El problema del acortamiento de curvas asociado a una densidad
- Autores: Francisco Viñado Lereu
- Directores de la Tesis: Vicente F. Miquel Molina (dir. tes.)
- Lectura: En la Universitat de València ( España ) en 2016
- Idioma: español
- Número de páginas: 165
- Tribunal Calificador de la Tesis: Luquésio Petrola De melo Jorge (presid.) , Olga Gil Medrano (secret.) , Ildefonso Castro López (voc.)
- Enlaces
- Tesis en acceso abierto en: RODERIC
- Resumen
In this Thesis we study the mean curvature flow associated to the density (psi-mean curvature flow or psiMCF) of a hypersurface in a Riemannian manifold with density.
In the chapter two, the main results concern with the description of the evolution under psiMCF of a closed embedded curve in the plane with a radial density, and with a statement of subconvergence to a psi-minimal closed curve in a surface under some general circumstances.
In the chapter three, we define Type I singularities for the mean curvature flow associated to a density psi and describe the blow-up at singular time of these singularities.
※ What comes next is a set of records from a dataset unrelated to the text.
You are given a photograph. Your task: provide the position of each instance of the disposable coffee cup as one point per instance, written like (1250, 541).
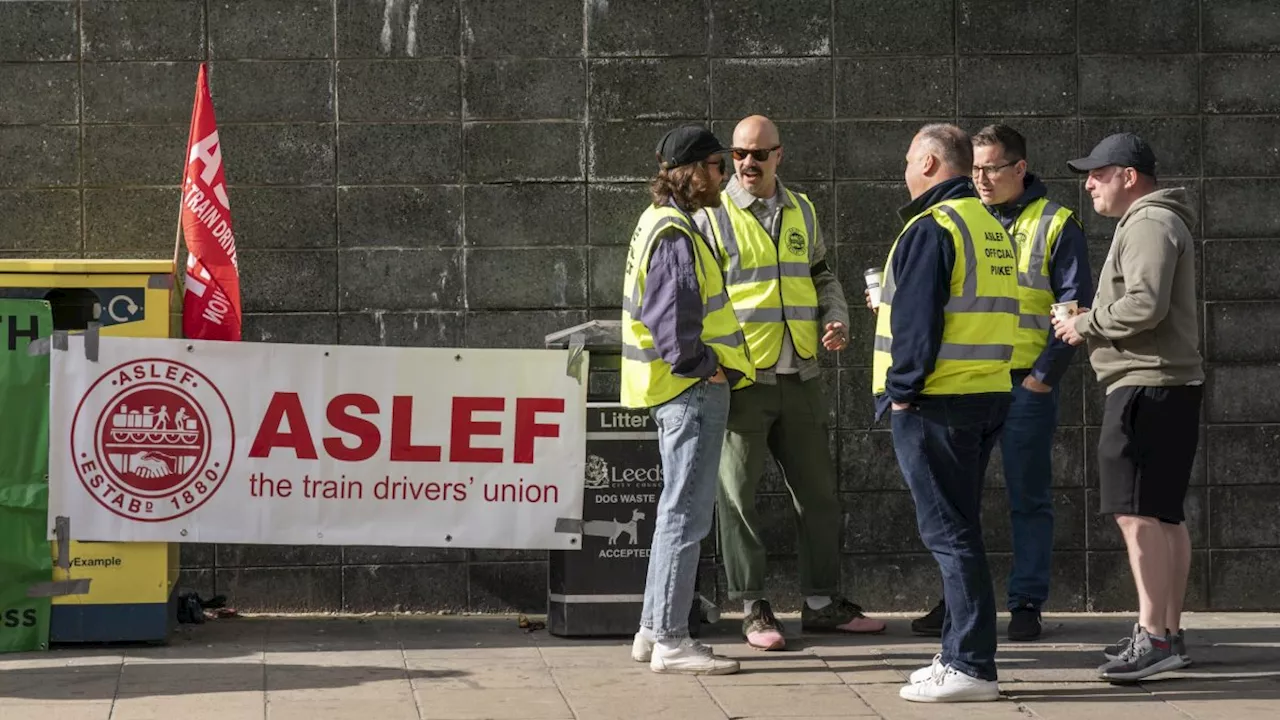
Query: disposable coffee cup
(873, 278)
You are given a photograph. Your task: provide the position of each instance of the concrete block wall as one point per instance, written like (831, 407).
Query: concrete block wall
(467, 173)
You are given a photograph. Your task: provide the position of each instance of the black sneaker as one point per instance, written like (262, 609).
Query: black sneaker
(1024, 623)
(1148, 655)
(931, 624)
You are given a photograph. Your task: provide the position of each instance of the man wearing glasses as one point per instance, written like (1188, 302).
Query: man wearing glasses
(789, 301)
(1052, 267)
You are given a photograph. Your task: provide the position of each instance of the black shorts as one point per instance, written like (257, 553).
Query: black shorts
(1147, 449)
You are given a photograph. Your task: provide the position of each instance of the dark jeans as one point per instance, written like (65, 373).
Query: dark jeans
(1027, 450)
(942, 446)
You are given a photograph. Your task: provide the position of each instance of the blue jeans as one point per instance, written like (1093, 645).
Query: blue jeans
(1027, 449)
(942, 446)
(690, 434)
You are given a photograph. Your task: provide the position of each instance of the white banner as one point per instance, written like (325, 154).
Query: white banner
(245, 442)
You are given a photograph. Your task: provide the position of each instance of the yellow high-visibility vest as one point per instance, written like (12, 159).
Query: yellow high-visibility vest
(769, 285)
(979, 319)
(647, 378)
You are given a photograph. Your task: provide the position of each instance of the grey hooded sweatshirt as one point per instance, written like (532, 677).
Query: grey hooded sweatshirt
(1142, 328)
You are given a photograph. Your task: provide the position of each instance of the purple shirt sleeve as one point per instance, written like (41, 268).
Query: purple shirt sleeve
(672, 308)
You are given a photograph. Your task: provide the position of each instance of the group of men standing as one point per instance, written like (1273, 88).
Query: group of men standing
(727, 297)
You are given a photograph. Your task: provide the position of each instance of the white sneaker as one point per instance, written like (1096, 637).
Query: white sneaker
(690, 657)
(951, 686)
(926, 673)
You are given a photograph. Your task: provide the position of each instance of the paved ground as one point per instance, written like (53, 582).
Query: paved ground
(464, 668)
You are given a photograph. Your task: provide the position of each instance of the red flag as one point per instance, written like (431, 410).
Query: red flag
(211, 304)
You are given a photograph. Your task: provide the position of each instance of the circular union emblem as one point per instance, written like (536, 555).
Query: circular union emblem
(795, 242)
(152, 440)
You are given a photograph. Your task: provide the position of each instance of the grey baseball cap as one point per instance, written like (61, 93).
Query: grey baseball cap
(1124, 149)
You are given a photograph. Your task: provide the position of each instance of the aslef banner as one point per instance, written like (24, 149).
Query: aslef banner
(204, 441)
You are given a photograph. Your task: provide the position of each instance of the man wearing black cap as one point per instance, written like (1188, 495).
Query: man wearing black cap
(1142, 336)
(682, 351)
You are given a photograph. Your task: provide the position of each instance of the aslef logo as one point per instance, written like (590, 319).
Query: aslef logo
(152, 440)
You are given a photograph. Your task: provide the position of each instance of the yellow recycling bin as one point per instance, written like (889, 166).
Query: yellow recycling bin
(132, 586)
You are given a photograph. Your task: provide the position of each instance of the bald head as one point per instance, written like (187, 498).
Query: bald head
(757, 172)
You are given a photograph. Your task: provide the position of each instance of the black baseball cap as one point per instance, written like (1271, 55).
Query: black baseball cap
(1124, 149)
(688, 144)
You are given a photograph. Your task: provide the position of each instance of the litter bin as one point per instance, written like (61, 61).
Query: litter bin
(598, 589)
(131, 586)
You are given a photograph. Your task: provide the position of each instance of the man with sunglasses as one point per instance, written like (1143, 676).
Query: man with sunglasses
(789, 302)
(1052, 267)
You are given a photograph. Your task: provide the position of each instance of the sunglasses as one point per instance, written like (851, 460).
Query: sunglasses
(758, 155)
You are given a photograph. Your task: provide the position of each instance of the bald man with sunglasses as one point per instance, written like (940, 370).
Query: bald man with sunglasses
(789, 302)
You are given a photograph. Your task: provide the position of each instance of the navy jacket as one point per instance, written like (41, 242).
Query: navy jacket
(1068, 274)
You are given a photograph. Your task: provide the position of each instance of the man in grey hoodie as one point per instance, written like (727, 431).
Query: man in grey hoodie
(1143, 343)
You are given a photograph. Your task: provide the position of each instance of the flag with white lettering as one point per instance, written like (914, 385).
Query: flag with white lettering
(211, 302)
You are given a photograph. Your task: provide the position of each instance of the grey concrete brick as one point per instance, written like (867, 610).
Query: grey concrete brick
(283, 589)
(540, 28)
(648, 89)
(608, 268)
(1239, 26)
(1242, 146)
(1111, 587)
(42, 92)
(417, 154)
(270, 281)
(136, 154)
(400, 90)
(1176, 141)
(754, 28)
(1228, 397)
(39, 156)
(144, 92)
(1244, 516)
(873, 149)
(39, 31)
(1240, 269)
(627, 27)
(1047, 85)
(517, 151)
(1015, 26)
(520, 279)
(1234, 579)
(132, 220)
(270, 28)
(776, 87)
(1138, 26)
(283, 218)
(867, 214)
(272, 91)
(401, 329)
(293, 154)
(526, 328)
(307, 328)
(164, 30)
(873, 87)
(1243, 332)
(908, 27)
(519, 89)
(40, 219)
(1139, 85)
(1237, 451)
(400, 217)
(400, 279)
(526, 214)
(1228, 208)
(397, 28)
(1240, 83)
(507, 587)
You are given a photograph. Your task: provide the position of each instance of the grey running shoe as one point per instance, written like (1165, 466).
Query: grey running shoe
(1146, 656)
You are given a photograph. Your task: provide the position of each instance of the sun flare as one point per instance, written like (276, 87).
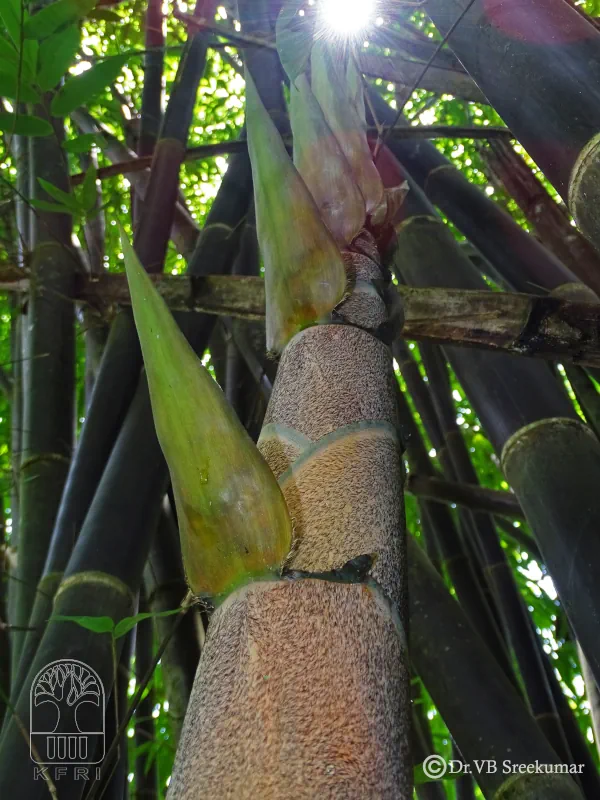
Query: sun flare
(347, 17)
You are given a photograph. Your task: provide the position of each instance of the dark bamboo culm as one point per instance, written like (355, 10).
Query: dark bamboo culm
(146, 774)
(455, 559)
(539, 66)
(513, 613)
(517, 257)
(118, 374)
(48, 379)
(550, 220)
(535, 429)
(96, 582)
(455, 664)
(20, 153)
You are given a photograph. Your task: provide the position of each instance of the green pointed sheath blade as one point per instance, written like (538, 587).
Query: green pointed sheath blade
(233, 520)
(304, 272)
(324, 167)
(336, 91)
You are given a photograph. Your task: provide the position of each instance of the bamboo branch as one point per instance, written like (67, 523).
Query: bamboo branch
(521, 324)
(239, 145)
(439, 79)
(477, 498)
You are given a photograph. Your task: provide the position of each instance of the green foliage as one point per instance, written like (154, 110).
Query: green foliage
(102, 37)
(108, 625)
(24, 124)
(54, 16)
(81, 89)
(56, 55)
(294, 38)
(81, 202)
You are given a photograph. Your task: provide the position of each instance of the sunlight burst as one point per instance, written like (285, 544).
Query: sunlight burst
(347, 17)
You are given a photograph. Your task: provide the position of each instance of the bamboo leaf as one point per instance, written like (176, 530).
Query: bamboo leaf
(67, 199)
(323, 166)
(104, 15)
(56, 55)
(24, 124)
(233, 521)
(87, 193)
(10, 13)
(304, 273)
(80, 89)
(95, 624)
(83, 143)
(8, 53)
(55, 208)
(8, 88)
(334, 86)
(54, 16)
(294, 37)
(127, 623)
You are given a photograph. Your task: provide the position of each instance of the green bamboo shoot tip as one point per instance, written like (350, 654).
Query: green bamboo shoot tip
(233, 520)
(339, 92)
(304, 272)
(324, 167)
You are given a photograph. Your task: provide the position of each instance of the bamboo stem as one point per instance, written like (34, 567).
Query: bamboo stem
(550, 220)
(48, 387)
(469, 690)
(130, 165)
(521, 324)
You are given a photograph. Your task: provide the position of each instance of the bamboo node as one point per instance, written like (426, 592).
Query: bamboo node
(519, 437)
(43, 457)
(99, 579)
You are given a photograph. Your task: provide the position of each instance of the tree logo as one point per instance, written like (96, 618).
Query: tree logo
(66, 713)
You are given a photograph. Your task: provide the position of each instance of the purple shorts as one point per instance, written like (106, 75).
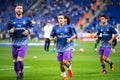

Special attention is paid to the case where the singularity come from the part of the psi-curvature due to the density. We describe a family of curves whose evolution under psiMCF (in a Riemannian surface of non-negative curvature with a density which is singular at a geodesic of the surface) produces only type I singularities and study the limits of their blow-ups.